L’actualité récente le montre, le problème des déchets est l’un des plus difficiles à régler pour notre île. Les centres d’enfouissement débordent, les factures s’alourdissent, les projets de traitement industriel pointent à l’horizon, et en attendant la situation semble devoir s’aggraver d’année en année.

Malgré les efforts réalisés pour la promotion du tri des déchets, la part restant à enfouir reste énorme, et les nuisances potentielles des décharges rendent problématique leur implantation.

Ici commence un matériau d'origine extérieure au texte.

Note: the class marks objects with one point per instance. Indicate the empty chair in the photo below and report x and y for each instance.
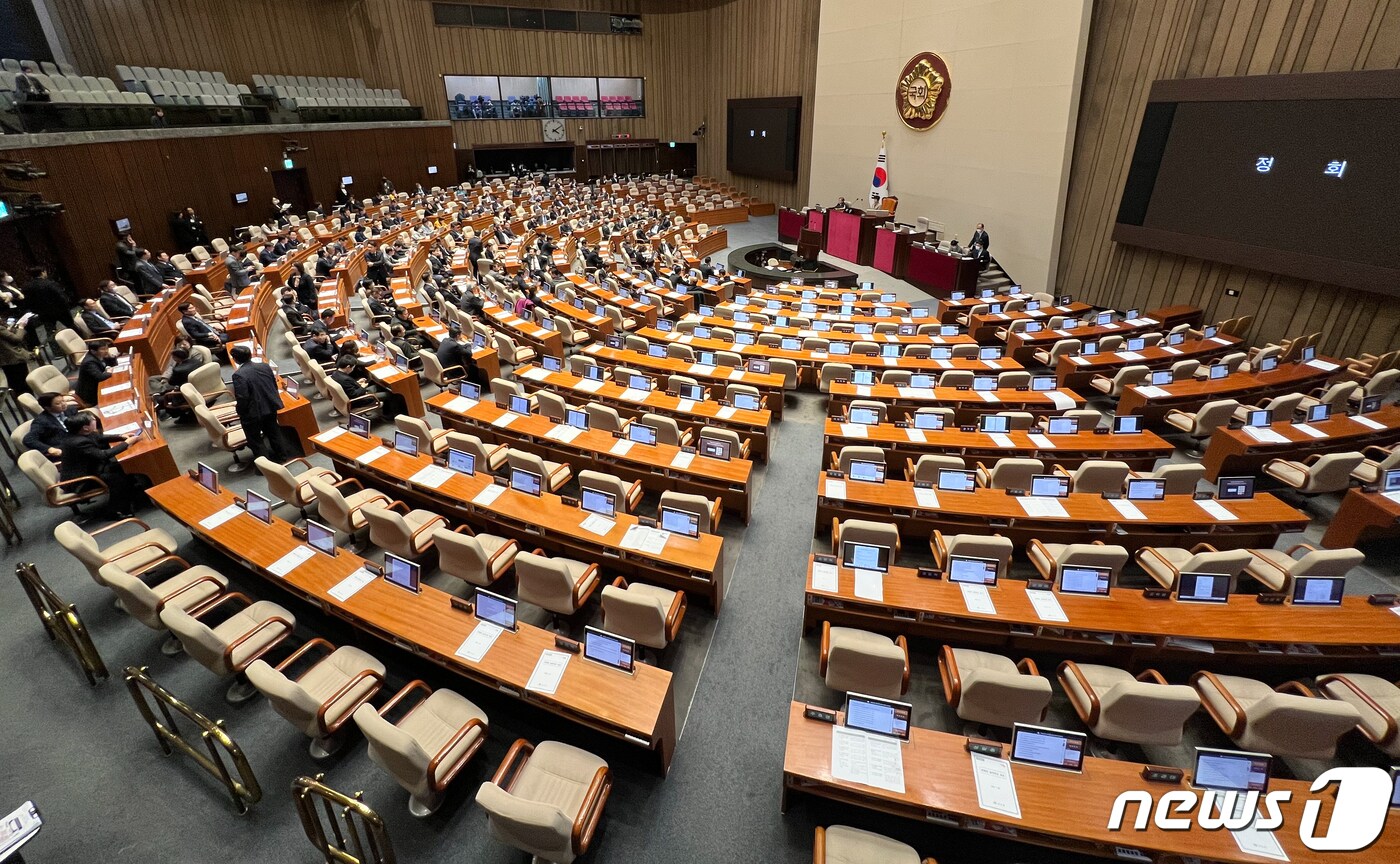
(396, 528)
(1049, 558)
(546, 800)
(228, 647)
(1117, 706)
(863, 661)
(294, 489)
(991, 689)
(1277, 569)
(1166, 563)
(1376, 700)
(559, 586)
(476, 559)
(626, 496)
(1318, 474)
(553, 475)
(1010, 474)
(429, 745)
(1284, 721)
(844, 845)
(321, 700)
(644, 614)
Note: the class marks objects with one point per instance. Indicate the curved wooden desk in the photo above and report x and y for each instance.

La putréfaction des ordures ménagères incommode les riverains, et les infiltrations vers les nappes phréatiques sont toujours possibles, malgré les précautions prises en la matière.

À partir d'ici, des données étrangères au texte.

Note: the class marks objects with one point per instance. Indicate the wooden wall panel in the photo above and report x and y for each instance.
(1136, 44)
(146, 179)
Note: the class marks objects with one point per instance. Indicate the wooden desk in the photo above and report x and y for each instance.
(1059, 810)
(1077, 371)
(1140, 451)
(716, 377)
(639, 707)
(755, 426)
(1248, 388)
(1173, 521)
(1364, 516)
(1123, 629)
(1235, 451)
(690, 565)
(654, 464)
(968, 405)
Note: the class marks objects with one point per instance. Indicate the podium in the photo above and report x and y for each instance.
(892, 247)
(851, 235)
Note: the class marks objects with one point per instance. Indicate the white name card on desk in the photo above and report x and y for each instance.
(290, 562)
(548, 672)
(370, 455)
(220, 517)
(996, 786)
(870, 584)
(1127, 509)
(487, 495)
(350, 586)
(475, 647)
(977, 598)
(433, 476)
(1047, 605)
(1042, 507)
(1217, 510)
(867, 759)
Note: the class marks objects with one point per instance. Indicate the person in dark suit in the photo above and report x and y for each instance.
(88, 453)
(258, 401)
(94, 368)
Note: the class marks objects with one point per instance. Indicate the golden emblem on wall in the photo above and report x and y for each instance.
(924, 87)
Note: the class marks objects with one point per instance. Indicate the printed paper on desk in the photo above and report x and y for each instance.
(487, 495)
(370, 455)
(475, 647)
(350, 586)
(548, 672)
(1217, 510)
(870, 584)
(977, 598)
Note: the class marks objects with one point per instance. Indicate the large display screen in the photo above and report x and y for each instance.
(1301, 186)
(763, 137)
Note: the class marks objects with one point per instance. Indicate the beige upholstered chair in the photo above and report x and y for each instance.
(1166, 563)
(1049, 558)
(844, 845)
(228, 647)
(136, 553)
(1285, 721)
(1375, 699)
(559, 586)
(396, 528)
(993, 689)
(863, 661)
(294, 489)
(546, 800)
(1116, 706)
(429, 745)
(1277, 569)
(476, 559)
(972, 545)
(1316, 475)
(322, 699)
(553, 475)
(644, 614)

Ce qui pose surtout problème, sent mauvais et menace l’environnement, c’est la “partie fermentescible”, qui représente à peu près un tiers des déchets ménagers. La part fermentescible, ce sont les déchets organiques (les épluchures, les trognons de pommes et de choux), tout ce qui a été vivant un jour et ne demande qu’à pourrir et à suinter.

Débarrassées de cette encombrante part, les ordures ménagères seraient déjà nettement plus faciles à gérer.  On se demande alors pour quelle raison le tri ne commence pas par ces déchets organiques.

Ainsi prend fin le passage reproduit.